Is flyng dangerous?

In training to be a pilot on the four Cessna 150 airplanes of Pakistan International Airlines Flying Training Academy at Karachi Airport, Pakistan from May 1967 to May 1969, the only mishap encountered was when one fellow pilot trainee while low flying (prohibited), beat up a truck  in the training area, hit it with the nose wheel, which sheared off disrupting fuel supply. The engine failed and he made a forced landing in the dirt. The aircraft was put back into service after necessary repair and the pilot survived scratch less but was demoted to the next course. He has retired after a long career, flying airliners, the last one a B747 for Saudia. There were twenty-eight trainees and not a single engine failure occurred during the time, and all of us acquired the CPL.

Flying is a continuous process of learning which never stops and requires constant skill and practice.

Risk is inversely proportional to learning and it increases when knowledge is deficient which can lead to a mishap. There is no room for complacency, and constant mental rehearsing of the relevant airport’s standard instrument departure (SID) and standard terminal arrival (STAR) charts, instrument let downs and taxi patterns on the ground before every flight assures a degree of safety and confidence.

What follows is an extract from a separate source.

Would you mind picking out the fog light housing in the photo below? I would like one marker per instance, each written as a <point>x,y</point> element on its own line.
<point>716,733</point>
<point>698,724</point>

Before every flight, in fact the night before, one goes over the departure procedure, the destination arrival and landing approach plates with safe altitudes and the expected route weather at the time of the year. Notices to airmen (NOTAM) have to be looked in and this service is provided to the airline pilot by the dispatcher at pre-flight briefing.

Safety has to be drummed in, and through the media the public has to be made aware of the causes of airplane accidents, since the first line of defense is knowledge. A lot of general aviation accidents take place because of too little preparation for the flight, complacency, and little knowledge of weather.

Pilot encounter with unplanned instrument meteorological condition (IMC) when not instrument qualified, results mostly in panicking while trying to manoeuvre, and break clear of clouds. Instrument training should be a must on initial license issue at the Private Pilot Licence stage.